I've been tromping through the knee-high snow, and shoveling snow away from trapped cars which is really unpleasant work... but it's perfect packing snow, you just have to scoop and fling. Perfect, I say! I want to build a snowman and a snow angel and have a snowball fight because I am twelve forevar, but teh flatmate is sick, and
muhnipul8a was such a party pooper last time that I'd be better off throwing snow at my own face. Somehow I don't think that'll be very satisfying. Also have no snowpants, and I feel really strange thinking that I need those as an adult. Am I the only one?

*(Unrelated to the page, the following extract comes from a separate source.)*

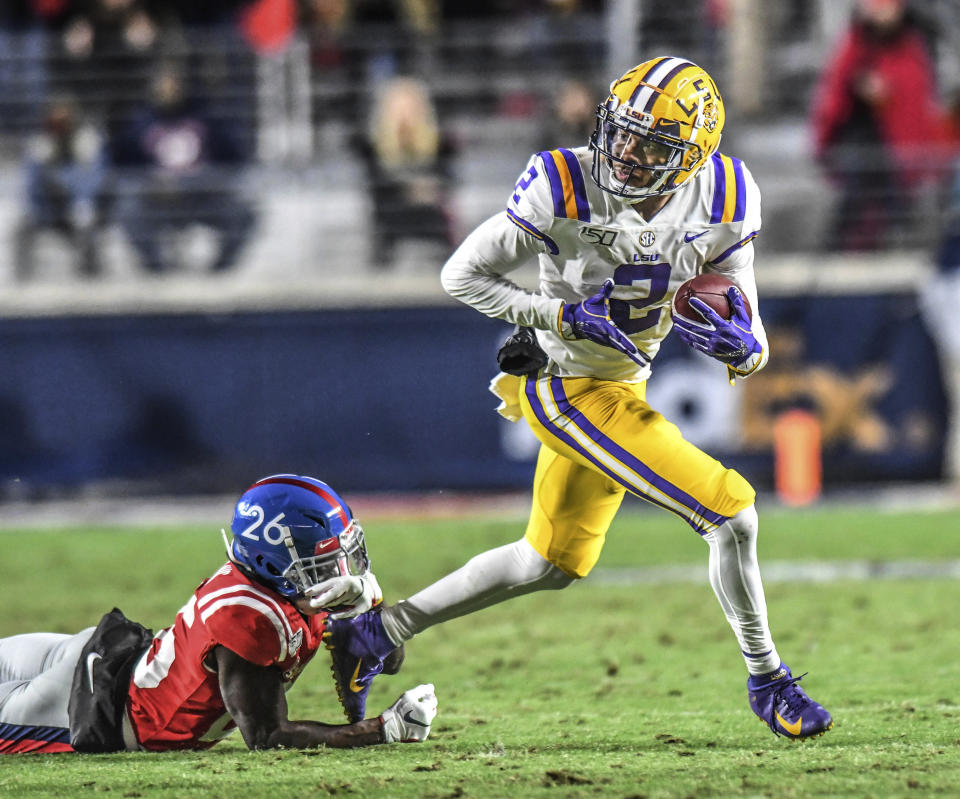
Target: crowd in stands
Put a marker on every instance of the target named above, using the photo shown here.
(142, 114)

The beagle smells like hamster. I don't understand either. I do know that watching her try to navigate her way through snow that is level with her back is high-quality entertainment. Also, I don't know if I mentioned this, but before she was named Gucci - her name was "Maybelle." Who the hell names their dog - or anything else, for that matter - "Maybelle"? She doesn't look like a "Maybelle," she looks like a Gucci and yes, she will probably be a handbag one day. What?
I rock the random, by the way.
Also, since
teh one flatmate is ill, and the roads are sucky, and it's spring break, I think we might go on a Harry Potter flick marathon because we are just that cool. Plus, I don't have a mouse so I can't play Warcraft properly and damn you, Blizzard Entertainment, for ruining my GPA! I could've been a contendah...
Oh well. This is why we have baby Radcakes and a Hermione equipped with bushy hair. Oh, Sorcerer's Stone, how I love thee. ♥ I should really finish my parody of that film. Heh. Also, finish crocheting the giant blanket of doom for the 'rents. Right then. I'm on it!
ETA: The snow is officially beagle-deep.